Jamie Coutts, the chief cryptocurrency analyst at macro research firm Real Vision, pointed out that smaller market cap crypto assets have been under pressure since Bitcoin (BTC) hit a new high in March this year. He believes that when the market stabilizes, there may be “some opportunities” for altcoins.
In charts shared by Coutts on Friday the 14th, it shows that in the past 3 months, the top 200 cryptocurrencies by equal-weighted index (not considering market cap, giving each currency the same weight) have dropped by over 30% compared to the market cap-weighted index.
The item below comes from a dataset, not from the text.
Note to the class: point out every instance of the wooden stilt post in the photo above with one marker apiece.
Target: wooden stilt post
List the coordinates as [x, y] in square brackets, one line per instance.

This indicates that smaller market cap cryptocurrencies have performed weaker compared to the dominant large market cap cryptocurrencies.
Coutts also shared the returns of several cryptocurrency sectors in the last three months, with metaverse-related tokens having the lowest return at -44.13%, followed by infrastructure sector at -43.28%. Decentralized finance (DeFi), smart contract platforms, and digital currency sectors have relatively lower declines at -31.15%, -31.58%, and -31.59% respectively.
According to CoinGecko data, the native tokens SAND and MANA of the two major metaverse platforms, The Sandbox and Decentraland, have dropped by over 50% from their highs in the past three months, while Bitcoin and Ethereum (ETH) have only declined by 9% and 14% respectively during the same period (with maximum declines of around 23% and 32%).